Stephen Hillenburg, the creator of the megahit Nickelodeon cartoon series “SpongeBob SquarePants,” died on Nov. 27. He was 57. The cause of death was ALS, which Hillenburg revealed he had been diagnosed with in March of last year.
Bernardo Bertolucci, whose epic “The Last Emperor” won nine Oscars and who influenced generations of filmmakers with other groundbreaking works such as “The Conformist” and “Last Tango in Paris,” in which he explored politics and sexuality through personal storytelling and audacious camera work, died on Nov. 26. He was 77.
Beloved master magician Ricky Jay died Nov. 24 of natural causes. In addition to being a magician, Jay acted in films and TV shows like “Boogie Nights,” “Deadwood,” “House of Games,” and “The X-Files.” He was 72.
Nicolas Roeg, who directed films like “The Man Who Fell to Earth,” starring David Bowie, and horror pic “Don’t Look Now,” died Nov. 23. A daring and influential craftsman, Roeg’s idiosyncratic films influenced filmmakers including Danny Boyle and Steven Soderbergh. He was 90.
William Goldman, who won Oscars for his original screenplay for “Butch Cassidy and the Sundance Kid” and his adaptation of “All the President’s Men,” died on Friday in his Manhattan home, according to the the Washington Post. He was 87.
Stan Lee, who ushered in a comicbook renaissance by co-creating the iconic superheroes Spider-Man, the Fantastic Four, and the X-Men — characters who made the leap to film with often-spectacular results — died on Nov. 12, his daughter’s attorney confirmed to Variety.
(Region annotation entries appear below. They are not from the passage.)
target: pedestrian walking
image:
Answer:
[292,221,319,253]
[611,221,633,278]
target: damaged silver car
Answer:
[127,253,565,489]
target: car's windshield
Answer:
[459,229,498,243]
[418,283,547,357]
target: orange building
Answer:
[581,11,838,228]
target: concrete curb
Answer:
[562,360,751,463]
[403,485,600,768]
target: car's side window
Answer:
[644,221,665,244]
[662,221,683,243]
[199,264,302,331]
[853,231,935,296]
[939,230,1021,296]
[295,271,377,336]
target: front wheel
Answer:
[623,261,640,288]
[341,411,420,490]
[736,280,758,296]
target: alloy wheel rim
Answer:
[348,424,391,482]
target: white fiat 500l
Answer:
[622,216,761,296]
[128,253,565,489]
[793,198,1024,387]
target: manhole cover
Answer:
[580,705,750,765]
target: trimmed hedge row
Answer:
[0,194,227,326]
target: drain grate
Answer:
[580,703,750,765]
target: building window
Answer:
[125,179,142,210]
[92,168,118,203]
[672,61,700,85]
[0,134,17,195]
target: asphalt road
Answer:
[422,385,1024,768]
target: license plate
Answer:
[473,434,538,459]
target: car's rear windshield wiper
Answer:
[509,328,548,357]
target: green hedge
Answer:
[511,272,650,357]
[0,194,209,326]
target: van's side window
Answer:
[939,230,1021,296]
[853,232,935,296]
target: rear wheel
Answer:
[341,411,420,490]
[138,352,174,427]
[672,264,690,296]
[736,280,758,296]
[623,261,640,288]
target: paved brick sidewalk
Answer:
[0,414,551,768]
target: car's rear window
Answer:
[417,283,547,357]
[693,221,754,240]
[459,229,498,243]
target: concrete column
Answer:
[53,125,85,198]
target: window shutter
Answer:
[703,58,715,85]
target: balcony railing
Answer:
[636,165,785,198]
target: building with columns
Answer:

He was 95.
Marty Balin, a co-founder of Jefferson Airplane and a member of its later incarnation Jefferson Starship, whose high and soulful voice defined many of both groups’ songs, died on Sept. 27, his rep confirmed. He was 76.
Burt Reynolds, one of Hollywood’s most popular leading men during the ’70s and early ’80s with such films as “Deliverance,” “Smokey and the Bandit,” “The Longest Yard” and “Semi-Tough,” died on Sept. 6. He was 82.
Craig Zadan, the prolific producer known for his touch with stage, TV and film musicals including NBC’s recent return to live event productions and three Academy Awards telecasts, died on Aug 21. He was 69.
“Queen of Soul” Aretha Franklin, the eruptive singer who reigned atop the pop and R&B charts in the late ’60s and early ’70s with a succession of albums and singles of unparalleled power and emotional depth, died on Aug. 16. She was 76.